I am currently a postdoctoral fellow at USC. My research interests focus on cosmology, dark matter and dark energy.
We present a model-independent reconstruction of the early expansion and thermal histories of the universe, obtained from light element abundance measurements. Our results provide clarity on the most fundamental properties of the early universe, reconstructed with minimal assumptions about the unknown physics that can occur at keV–MeV energy scales and can be mapped to broad classes of models of interest to cosmology.
We explore a self-interacting neutrino cosmology in which neutrinos experience a delayed onset of free streaming. Using the effective field theory of large-scale structure, we perform the first combined likelihood analysis of BOSS full-shape galaxy clustering, weak lensing, and Lyman-α forest measurements, together with the cosmic microwave background temperature and polarization anisotropy data from Planck, in search for evidence of neutrino self-interactions.
Sterile neutrinos produced through self-interactions of active neutrinos have received attention as a particle candidate that can yield the entire observed DM relic abundance without violating the most stringent constraints from X-ray observations. We examine consistency of this production mechanism with the abundance of small-scale structure in the universe, as captured by the population of ultra-faint dwarf galaxies orbiting the Milky Way.
We explore an interacting dark matter (IDM) model that allows for a fraction of dark matter to undergo velocity-independent scattering with baryons. Using the effective field theory of large-scale structure, we perform the first systematic analysis of BOSS full-shape galaxy clustering data for the IDM scenario, and we find that this model ameliorates the S8 tension between large-scale structure and Planck data.
The presence of light thermally coupled dark matter affects early expansion history and production of light elements during the Big Bang Nucleosynthesis. Specifically, dark matter that annihilates into Standard Model particles can modify the effective number of light species in the universe Neff, as well as the abundance of light elements created buring BBN. These quantities in turn affect the cosmic microwave background anisotropy. We present the first joint analysis of small-scale temperature and polarization CMB anisotropy from ACT and SPT, together with Planck data and the recent primordial abundance measurements to place comprehensive bounds on the mass of light thermal-relic dark matter.
We consider a quintessence model with Yukawa interaction between dark energy and dark matter and constrain this model by employing the recent cosmological data. We find that an interaction in the dark sector is compatible with observations. The Yukawa interaction model is found to be moderately favored by Planck and able to alleviate the discordance between weak lensing measurements and CMB measurements as previously inferred from the standard ΛCDM model. N-body simulations for Yukawa interaction model is also performed. We find that using the halo density profile is plausible to improve the constraints significantly in the future.
We combine constraints from linear and nonlinear scales, for the first time, to study the interaction between dark matter and dark energy. By comparing our simulation results with the SDSS galaxy-galaxy weak lensing measurements, we point to plausible improvements on the constraints of interaction strength by using small scale information from weak lensing, comparing to the previous studies using linear examinations.

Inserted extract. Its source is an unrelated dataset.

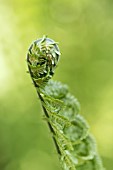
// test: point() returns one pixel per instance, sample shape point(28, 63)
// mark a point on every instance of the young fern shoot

We devise a fully self-consistent simulation pipeline for the first time to study the interaction between dark matter and dark energy. We perform convergence tests and show that our code is accurate on different scales. Using the parameters constrained by Planck, Type Ia Supernovae, Baryon Acoustic Oscillations and Hubble constant observations, we perform cosmological N-body simulations. We calculate the resulting matter power spectra and halo mass functions for four different interacting dark energy models. In addition to the dark matter density distribution, we also show the inhomogeneous density distribution of dark energy.
We constrain interacting dark matter and dark energy (IDMDE) models using a 450-degree-square cosmic shear data from the Kilo Degree Survey (KiDS) and the angular power spectra from Planck’s latest cosmic microwave background measurements. We revisit the discordance problem in the standard Lambda cold dark matter (ΛCDM) model between weak lensing and Planck datasets and extend the discussion by introducing interacting dark sectors. The IDMDE models are found to be able to alleviate the discordance between KiDS and Planck as previously inferred from the ΛCDM model, and moderately favored by a combination of the two datasets.
We perform a phase space analysis of a generalized modified gravity theory with nonminimally coupling between geometry and matter. We prove that there is an attractor solution to describe the late time accelerating universe when the modified gravity is chosen in a simple power-law form of the curvature scalar. Confronting the model with supernova type Ia data sets, we find that the nonminimally coupled theory of gravity is a viable model to describe the late time Universe acceleration.